Jockey - Earl Sande  Trainer - William B. Duke   Owner - Gifford A. Cochran 

1924 - In a Derby of traditional landmarks, the 50th Kentucky Derby was the first to feature the playing of "My Old Kentucky Home" prior to the race. The Louisiana-based Black Gold was the post time favorite and overcame a troubled trip to win the race. Black Gold did not contest the Preakness or Belmont.
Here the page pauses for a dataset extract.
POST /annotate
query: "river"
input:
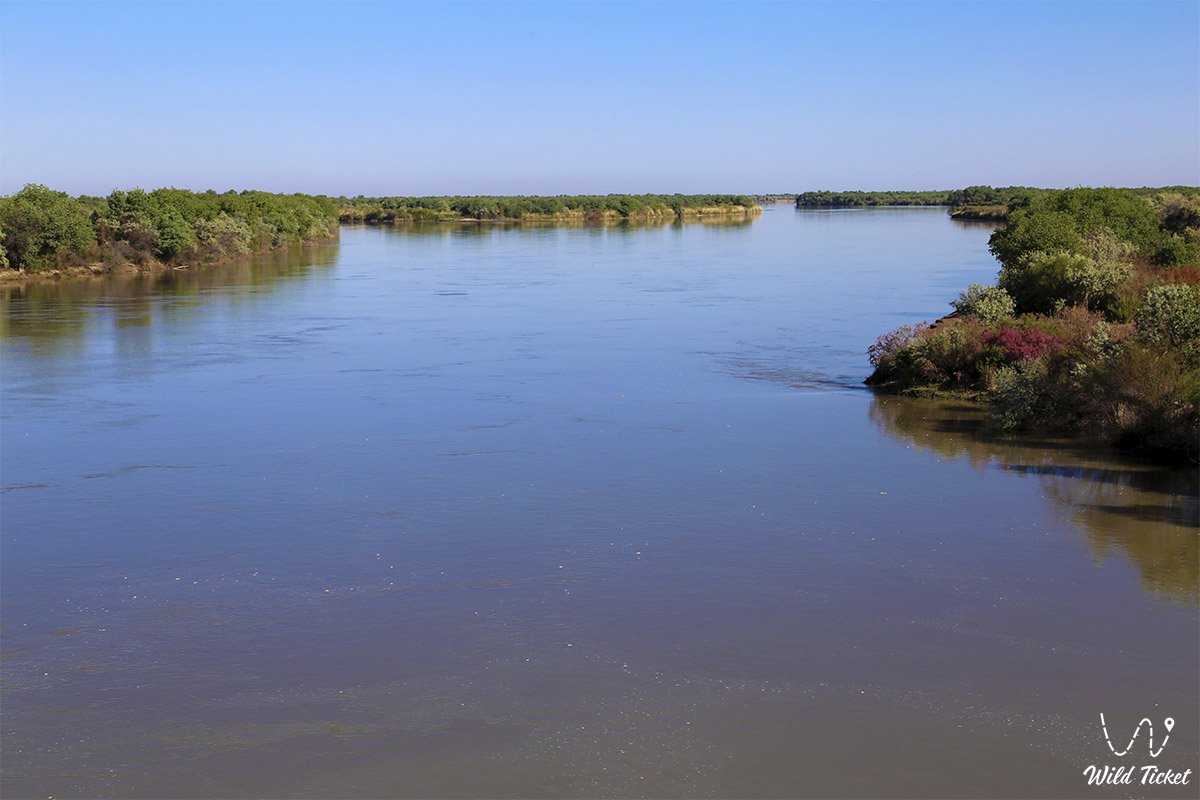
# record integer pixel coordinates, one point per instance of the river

Jockey - J.D. Mooney  Trainer - Hanley Webb   Owner - Rosa M. Hoots

1923 - In a year where the Preakness was run before the Derby, Zev finished twelth, but came back with flying colors to win the roses. The colt then back that winning effort with another victorious performance in the Belmont. Later that year, in one of the most celebrated match races of all-time, Zev defeated English Derby winner Papyrus by five lengths. 

Jockey - Earl Sande  Trainer - David J. Leary   Owner - Rancocas Stable 

1922 - A superstar from the first day he set foot on the track, Morvich won all 11 races as a two year-old and was subsequently made the favorite in the 1922 Kentucky Derby despite making his three year-old debut. Showing no signs of rust, the brilliant colt won easily to stay unbeaten. In 1922, the Preakness was run on the same day as the Derby. Morvich did not compete in the Belmont Stakes. 

Jockey - Albert Johnson  Trainer - Fred Burlew  Owner - Benjamin Block 

1921 - Behave Yourself, racing against his more fancied stablemate Black Servant, might be the only Kentucky Derby winner to actually draw the ire of the winning owner. It is rumored that when Behave Yourself crossed the wire in front of Black Servant, owner Edward R. Bradley might have actually lost money due to a large win bet on the other colt. 

Jockey - Charles Thompson  Trainer - Herbert J. Thompson  Owner - Edward R. Bradley 

1920 - With Man o' War bypassing the Kentucky Derby because of his owner's belief that the race and travel would be too demanding on his star colt, Paul Jones defeated a 17-horse field, besting Upset who, coincidentally, was the only horse to ever defeat Man o' War. Paul Jones became the sixth gelding to win the Kentucky Derby.